Wander through the beautifully landscaped Heritage Park to the south end in Ashcroft, BC and you will discover the Harmony Bell. The Harmony Bell is a beautiful sight that cannot be missed while visiting Heritage Park. A brilliant four-sided mosaic piece encloses a bell that can be rung anytime for world peace. The meaning behind each side is an artistic statement regarding the history of Ashcroft. The four main cultures represented in the Harmony Bell are Aboriginal, Chinese, Japanese, and the European Canadian Settlers. This bell was designed to represent the four main cultures that reside in and helped to build the community now known as Ashcroft, BC, and their history. It became a study of modest beginnings, integration, love, and acceptance of differences when the families of the four cultural group were asked to submit family photographs. Not only does this art installation celebrate the history of the Indigenous peoples in Ashcroft, but it also showcases how the indigenous culture eventually came to mingle with the other cultures usually through marriage.
The Native American side of the Harmony Bell tells the story of the first peoples to live in Ashcroft. The Nlaka’pamux were recognized as original peoples and Mariana’s artwork of the Indigenous families who helped shape Ashcroft into what it is today was forever memorialized. The artwork includes not only the peoples since the time out of mind, but also present day and instills hope for the future. The Chinese side represents the workers who came to build the Canadian Pacific Railway.
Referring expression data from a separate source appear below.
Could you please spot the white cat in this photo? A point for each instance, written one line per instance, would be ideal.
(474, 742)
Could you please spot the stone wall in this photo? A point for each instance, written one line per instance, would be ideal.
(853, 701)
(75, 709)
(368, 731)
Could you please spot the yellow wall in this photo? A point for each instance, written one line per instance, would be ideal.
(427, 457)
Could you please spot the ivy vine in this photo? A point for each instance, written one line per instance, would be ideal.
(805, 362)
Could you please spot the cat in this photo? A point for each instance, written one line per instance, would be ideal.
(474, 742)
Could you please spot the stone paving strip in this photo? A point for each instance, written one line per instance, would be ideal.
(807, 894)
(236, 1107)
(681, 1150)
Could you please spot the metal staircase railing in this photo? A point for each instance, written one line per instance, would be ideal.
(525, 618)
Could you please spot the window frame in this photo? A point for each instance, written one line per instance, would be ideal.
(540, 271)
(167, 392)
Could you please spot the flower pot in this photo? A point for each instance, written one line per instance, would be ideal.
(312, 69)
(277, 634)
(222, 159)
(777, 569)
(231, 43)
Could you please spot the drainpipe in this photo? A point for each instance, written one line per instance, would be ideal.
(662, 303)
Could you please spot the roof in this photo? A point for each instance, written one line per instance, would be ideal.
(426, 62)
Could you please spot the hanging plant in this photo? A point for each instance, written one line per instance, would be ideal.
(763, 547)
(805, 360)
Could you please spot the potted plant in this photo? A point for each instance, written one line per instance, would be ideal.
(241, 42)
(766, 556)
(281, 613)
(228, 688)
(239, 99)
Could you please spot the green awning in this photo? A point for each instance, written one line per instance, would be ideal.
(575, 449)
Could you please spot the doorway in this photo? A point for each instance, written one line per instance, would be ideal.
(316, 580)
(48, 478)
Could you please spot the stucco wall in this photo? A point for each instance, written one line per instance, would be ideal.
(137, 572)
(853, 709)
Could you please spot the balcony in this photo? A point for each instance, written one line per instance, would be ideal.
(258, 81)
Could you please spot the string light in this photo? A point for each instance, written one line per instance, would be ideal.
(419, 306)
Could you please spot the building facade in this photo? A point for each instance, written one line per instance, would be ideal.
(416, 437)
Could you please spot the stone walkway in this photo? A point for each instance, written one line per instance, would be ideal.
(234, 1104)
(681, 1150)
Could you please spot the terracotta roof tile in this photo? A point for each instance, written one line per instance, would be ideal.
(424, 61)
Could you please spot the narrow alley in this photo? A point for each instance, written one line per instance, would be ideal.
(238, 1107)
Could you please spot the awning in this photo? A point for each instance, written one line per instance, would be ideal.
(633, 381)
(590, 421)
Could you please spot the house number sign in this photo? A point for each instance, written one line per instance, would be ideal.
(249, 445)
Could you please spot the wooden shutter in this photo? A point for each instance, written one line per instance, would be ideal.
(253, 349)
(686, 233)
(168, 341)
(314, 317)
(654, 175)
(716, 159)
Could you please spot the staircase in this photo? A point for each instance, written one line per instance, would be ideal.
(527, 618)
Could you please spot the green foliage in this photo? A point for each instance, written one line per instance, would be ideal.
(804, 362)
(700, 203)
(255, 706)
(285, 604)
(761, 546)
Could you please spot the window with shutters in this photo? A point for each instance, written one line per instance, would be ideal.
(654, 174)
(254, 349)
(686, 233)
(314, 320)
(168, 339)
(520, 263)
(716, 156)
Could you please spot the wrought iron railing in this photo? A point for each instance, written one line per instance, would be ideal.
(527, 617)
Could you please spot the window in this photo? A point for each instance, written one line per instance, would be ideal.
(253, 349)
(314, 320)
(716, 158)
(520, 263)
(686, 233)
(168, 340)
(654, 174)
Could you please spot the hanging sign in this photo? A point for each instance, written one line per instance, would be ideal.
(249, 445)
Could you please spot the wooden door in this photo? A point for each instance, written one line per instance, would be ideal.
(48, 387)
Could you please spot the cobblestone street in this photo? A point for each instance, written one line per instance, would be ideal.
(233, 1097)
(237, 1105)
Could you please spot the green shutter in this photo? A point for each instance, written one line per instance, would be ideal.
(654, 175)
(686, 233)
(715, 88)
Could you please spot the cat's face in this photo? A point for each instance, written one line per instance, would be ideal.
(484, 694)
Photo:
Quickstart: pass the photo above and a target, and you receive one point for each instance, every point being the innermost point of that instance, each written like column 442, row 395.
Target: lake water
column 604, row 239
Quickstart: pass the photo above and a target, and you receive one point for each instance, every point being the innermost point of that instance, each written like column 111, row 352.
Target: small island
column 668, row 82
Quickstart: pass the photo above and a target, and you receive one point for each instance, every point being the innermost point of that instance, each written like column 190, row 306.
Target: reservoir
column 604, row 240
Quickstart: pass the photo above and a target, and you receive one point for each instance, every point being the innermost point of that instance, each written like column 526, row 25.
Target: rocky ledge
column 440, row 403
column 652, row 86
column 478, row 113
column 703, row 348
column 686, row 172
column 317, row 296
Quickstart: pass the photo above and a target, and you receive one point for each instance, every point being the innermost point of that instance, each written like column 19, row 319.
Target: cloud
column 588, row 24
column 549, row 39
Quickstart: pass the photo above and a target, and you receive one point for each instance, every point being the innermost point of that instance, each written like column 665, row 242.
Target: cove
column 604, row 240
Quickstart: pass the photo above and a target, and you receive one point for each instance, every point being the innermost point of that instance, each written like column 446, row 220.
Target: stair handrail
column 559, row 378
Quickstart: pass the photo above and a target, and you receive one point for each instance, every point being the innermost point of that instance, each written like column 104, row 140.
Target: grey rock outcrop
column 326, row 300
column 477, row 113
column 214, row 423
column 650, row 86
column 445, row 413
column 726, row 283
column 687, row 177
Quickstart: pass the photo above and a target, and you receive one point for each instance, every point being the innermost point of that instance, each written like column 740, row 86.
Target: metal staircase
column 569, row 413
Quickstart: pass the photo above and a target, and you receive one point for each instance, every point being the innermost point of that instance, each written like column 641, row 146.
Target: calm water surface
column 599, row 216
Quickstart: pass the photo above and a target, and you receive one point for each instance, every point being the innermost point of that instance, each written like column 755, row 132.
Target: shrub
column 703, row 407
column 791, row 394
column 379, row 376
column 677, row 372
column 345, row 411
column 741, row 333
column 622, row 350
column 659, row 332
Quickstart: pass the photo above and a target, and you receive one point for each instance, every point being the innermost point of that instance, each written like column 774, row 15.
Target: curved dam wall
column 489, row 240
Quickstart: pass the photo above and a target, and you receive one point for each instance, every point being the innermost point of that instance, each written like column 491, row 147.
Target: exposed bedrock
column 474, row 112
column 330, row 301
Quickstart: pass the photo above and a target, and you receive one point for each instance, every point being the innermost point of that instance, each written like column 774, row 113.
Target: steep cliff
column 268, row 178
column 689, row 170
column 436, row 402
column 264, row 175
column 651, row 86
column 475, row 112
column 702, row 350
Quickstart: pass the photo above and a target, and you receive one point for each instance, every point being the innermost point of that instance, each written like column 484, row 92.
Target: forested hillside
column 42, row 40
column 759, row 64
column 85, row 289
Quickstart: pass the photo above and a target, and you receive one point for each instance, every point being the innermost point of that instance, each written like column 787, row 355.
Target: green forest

The Japanese side is a cherry blossom which conveys the Japanese internment camps that were in Ashcroft during World War II. Lastly, the European side of the Harmony Bell is a Celtic design which pays homage to the early settlers who came to Ashcroft.
The Harmony Bell is not only a beautiful work of art, but it is also a powerful symbol of reconciliation, and acts as a catalyst to encourage people to reflect on what harmony between cultures means. Ashcroft, BC is located on the unseeded territory of the Nlaka’pamux, and the Indigenous people still hunt, gather and fish the same areas since time immemorial. The Harmony Bell is a way of acknowledging the first people of this land, and it can be rung at anytime for world peace.